I’ve grown up hearing stories from my parents, many of which were about their political activism, and many of which highlighted the lack of police support the experienced. In the summer of 1975, my dad participated in a desegregation protest on a beach in Boston where blacks had been excluded. While some protesters threw rocks, others remained peaceful. The police, viewing all of the protesters as outsiders, as troublemakers refused to intervene. My dad had a broken nose in the summer of 1975. The police had refused to intervene. It is that type of opposing mindset which so often has inhibited police from protecting protesters, and often led to antagonizing them.

Throughout the eighties and early nineties, college campuses around the country maintained shanty encampments on campus in solidarity with the Anti-Apartheid movement. My mother participated in these encampments at Columbia University in New York City and at the University of Michigan. Campus police basically left them alone. Although, in 1986, the shanty at Dartmouth was so off the radar of campus security that members of a conservation student-run newspaper, were able to destroy the encampment with sledgehammers.

Encampments have been a tool for bringing attention to political causes. In his last months, Dr. King planned what he called the Poor Peoples’ Campaign, which would march non violently to the capital and erect shantytowns near the White House, making a visible statement about poverty in this country. Federal officials were frightened by the disorder which this could cause and used informants, provocateurs, and information leaks to derail the movement.

I kind of thought these stories were my parents’ and my parents’ parents’, that police treatment of peaceful protesters (the UC students were) had gotten exponentially better, and that my peers would not be treated the way I know my parents’ may have been despite the plastic handcuffs, police, and precautionary advice that goes along with each demonstration. I won’t go on to say that things haven’t changed, but I would like to express my shock at the police brutality on the University of California campuses.

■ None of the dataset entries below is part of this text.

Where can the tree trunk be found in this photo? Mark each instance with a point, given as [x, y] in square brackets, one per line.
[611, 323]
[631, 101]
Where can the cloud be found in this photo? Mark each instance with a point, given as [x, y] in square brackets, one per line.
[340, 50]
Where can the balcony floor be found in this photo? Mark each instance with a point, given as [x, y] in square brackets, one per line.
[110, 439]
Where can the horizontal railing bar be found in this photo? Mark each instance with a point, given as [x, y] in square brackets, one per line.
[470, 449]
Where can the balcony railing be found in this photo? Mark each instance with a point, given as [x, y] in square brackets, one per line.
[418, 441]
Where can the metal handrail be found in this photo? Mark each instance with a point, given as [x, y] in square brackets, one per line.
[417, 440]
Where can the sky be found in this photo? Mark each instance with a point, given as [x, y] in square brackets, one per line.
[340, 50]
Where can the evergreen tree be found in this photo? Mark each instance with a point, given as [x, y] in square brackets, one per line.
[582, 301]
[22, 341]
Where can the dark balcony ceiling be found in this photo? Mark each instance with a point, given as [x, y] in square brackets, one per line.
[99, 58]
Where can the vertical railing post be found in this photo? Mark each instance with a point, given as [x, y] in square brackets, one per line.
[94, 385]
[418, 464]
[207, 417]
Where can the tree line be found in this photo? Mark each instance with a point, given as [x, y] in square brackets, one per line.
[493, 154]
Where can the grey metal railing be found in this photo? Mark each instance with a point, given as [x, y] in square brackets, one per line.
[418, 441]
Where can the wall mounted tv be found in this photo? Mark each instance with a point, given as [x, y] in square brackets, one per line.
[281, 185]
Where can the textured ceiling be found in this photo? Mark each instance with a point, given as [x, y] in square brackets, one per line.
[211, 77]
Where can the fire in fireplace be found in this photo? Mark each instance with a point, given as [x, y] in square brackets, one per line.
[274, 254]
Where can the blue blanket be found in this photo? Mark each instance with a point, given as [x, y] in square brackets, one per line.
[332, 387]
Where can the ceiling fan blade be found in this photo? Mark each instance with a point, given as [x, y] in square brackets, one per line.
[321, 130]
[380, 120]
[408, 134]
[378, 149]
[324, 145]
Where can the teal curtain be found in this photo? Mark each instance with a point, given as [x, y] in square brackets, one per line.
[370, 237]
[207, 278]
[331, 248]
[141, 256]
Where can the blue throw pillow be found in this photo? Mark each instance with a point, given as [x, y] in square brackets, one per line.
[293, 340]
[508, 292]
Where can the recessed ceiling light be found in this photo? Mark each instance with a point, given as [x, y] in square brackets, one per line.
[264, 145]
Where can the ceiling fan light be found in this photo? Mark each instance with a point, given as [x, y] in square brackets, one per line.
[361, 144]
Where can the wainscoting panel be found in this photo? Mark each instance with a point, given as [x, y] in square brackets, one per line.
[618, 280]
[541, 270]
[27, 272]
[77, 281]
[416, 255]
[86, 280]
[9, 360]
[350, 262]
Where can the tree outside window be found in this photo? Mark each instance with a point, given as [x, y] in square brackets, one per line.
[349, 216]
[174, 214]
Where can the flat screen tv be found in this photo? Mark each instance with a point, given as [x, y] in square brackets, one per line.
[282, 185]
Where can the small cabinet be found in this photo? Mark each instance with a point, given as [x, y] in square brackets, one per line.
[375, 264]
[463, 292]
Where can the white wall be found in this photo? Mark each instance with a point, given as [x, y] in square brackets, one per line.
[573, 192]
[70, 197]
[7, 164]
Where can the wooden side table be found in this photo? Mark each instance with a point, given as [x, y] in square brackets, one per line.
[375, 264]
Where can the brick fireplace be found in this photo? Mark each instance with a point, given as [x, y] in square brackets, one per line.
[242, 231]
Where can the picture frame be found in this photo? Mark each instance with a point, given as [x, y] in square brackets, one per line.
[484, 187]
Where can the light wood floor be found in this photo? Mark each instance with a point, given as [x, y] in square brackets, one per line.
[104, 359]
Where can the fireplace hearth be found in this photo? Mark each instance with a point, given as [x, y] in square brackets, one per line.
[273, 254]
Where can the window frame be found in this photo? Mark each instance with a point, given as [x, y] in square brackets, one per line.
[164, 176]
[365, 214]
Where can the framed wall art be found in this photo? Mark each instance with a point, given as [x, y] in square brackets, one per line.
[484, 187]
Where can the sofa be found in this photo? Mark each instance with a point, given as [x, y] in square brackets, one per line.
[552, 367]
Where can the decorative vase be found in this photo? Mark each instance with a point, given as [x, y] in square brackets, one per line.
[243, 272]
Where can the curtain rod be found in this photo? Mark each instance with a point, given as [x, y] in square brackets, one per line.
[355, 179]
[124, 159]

The contingency of the Occupy Wall St. movement on University of California campuses has transformed partly into protest against extreme tuition increases. (Tuition for UC schools has nearly doubled over the last several years.) Compared to many of the encampments and protests around the country, this one is very small. But, campus police used pepper spray, held threatening tear gas guns, hurt students with clubs, arrested many students. Videos show police pulling students’ hair, dragging, and throwing them on the ground to be arrested. To me, it the inhumanity and violation of the police officers in California is unreal. This is a breach of the freedom of speech and the freedom of assembly. Campus police are to protect students, not hurt them. Student can be seen chanting at police officers “Who do you serve? Who do you serve?”